We do a quorum write.
The second node missed the write
When we do a quorum read. We will still have the correct result.
This is what you would expect.
We would stream the latest copy to the replacing node.
But this what may happen.
We stream the old copy to the replacing node.
As a result, the quorum read will be wrong.
In this case, node 1 dies and node 5 replaces it.
Unfortunately, node2 streams the old copy to the replacing node.
As a result, the new data was lost!
.
The first test is to rebuild from 1DC.
3 nodes in the cluster, ...
As we can see, in this test, the repair based operation is actually faster.
This is mainly because, internally the repair works on more vnode ranges in parallel than streaming. In streaming, we stream 10% of the vnode ranges at a time. But there is only one pending stream plan in parallel.
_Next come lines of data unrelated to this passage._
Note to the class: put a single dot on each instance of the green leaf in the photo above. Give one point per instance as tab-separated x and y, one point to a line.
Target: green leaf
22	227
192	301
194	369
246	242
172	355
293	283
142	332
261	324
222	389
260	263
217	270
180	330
However, even if repair based rebuild is slower in some cases, for instance, not considering the parallel contribution, it would be acceptable, because repair has more work to do and it is much much safer.
The second test is to rebuild from 2 DCs.
For the stream based operation, We have to perform two rebuilds operations. It streams 2 times more data to the rebuilding node.
For the repair based operation, we only need to perform one rebuild operation to sync from two DCS. It streams no extra data and uses less time. The time difference is around 2.5 times.